É cedo para decretar que o tiro de Serra saiu pela culatra. O tom usado na propaganda contra Lula, entre crítico e ostensivamente negativo, às vezes custa a surtir efeito. Como pedra que cai no lago, dizem os marqueteiros.
Confirma-se, no entanto, a previsão de que abater Lula é tarefa mais difícil do que a anterior.
Com uma semana de hostilidades, Ciro entrou em rota descendente. Como costuma ocorrer com candidatos menos conhecidos do eleitor, o "ruim" grudou nele ainda mais rapidamente do que havia grudado o "bom".
Curtida ao longo de quatro campanhas, a imagem de Lula é, para o bem e para o mal, mais consolidada. Menos suscetível, portanto, a operações-desmonte.
Exceto por semear o crescimento da rejeição a Serra, a derrubada de Ciro teve custo zero. Foi feita pela boca do próprio, tanto nos episódios desenterrados do passado quanto nas novas contribuições oferecidas pelo candidato.
Contra Lula, a campanha tucana se viu obrigada a assumir um ataque de cunho preconceituoso e hierarquizante, na tentativa de caracterizar o adversário como despreparado para governar.
Ainda que pesquisas indiquem ser esse um ponto vulnerável do petista, tudo leva a crer que não foi boa idéia cobrar-lhe um diploma universitário com todas as letras no horário eleitoral gratuito.
Confiantes por dever de ofício, assessores de Serra cuidaram de espalhar que o programa levado ao ar na terça-feira passada foi "superbem nas qualitativas".
No máximo concederam que o quadro do diploma despertou reações negativas em eleitores das classes A e B, movidos, avalia a marquetagem, por condescendência para com o petista.
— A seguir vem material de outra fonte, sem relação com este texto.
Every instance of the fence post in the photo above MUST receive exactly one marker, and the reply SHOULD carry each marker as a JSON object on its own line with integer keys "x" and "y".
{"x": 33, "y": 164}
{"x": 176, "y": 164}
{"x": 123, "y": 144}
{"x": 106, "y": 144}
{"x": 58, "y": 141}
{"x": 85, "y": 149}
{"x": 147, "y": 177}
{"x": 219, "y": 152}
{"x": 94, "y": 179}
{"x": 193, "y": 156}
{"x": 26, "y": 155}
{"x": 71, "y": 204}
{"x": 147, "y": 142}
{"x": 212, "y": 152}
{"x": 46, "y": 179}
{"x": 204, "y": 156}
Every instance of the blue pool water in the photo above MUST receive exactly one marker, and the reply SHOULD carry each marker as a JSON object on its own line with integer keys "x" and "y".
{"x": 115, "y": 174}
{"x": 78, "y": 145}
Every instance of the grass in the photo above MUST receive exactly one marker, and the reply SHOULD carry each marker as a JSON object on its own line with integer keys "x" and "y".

Talvez. Mas a um redator mais sutil teria ocorrido que a cobrança explícita de curso superior pode soar ofensiva a um eleitorado que majoritariamente não o tem.
Não deve ter sido à toa que Serra contradisse a própria propaganda no dia seguinte, opinando que para ser presidente é preciso ter "preparo", não necessariamente diploma. E que também FHC, mais titulado do que seu candidato, veio a público dizer que canudo não é fundamental.
Pedra no sapato de candidatos, a taxa de rejeição pode se modificar no decorrer de uma campanha e na sucessão de eleições.
Em 1989, a de Lula foi alimentada pelo medo da mudança brusca. Em português claro, da "baderna". Em 1994, baseou-se na idéia de ameaça ao Real.
Passados oito anos e o consequente desgaste da administração tucana, é possível que alguns dos fatores históricos de rejeição ao PT e a seu candidato façam menos sentido para a nova freguesia do mercado eleitoral.
Quanto a Serra, é preciso mais tempo para determinar as consequências de sua rejeição. Se ela vier apenas ou principalmente do eleitorado de Lula, significará mais polarização do que teto. Se vier de todos os lados, pode limitar seriamente as chances do tucano na hipótese de segundo turno com sua participação.
É sintomático que, após a artilharia exibida na terça e na quinta, o programa de Serra tenha sido todo "paz e amor" na noite de sábado. Houve mão da Justiça Eleitoral, é verdade, mas, se certeza houvesse, sempre se poderia tirar outro ataque da gaveta.


A repórter RENATA LO PRETE escreve às segundas-feiras nesta coluna.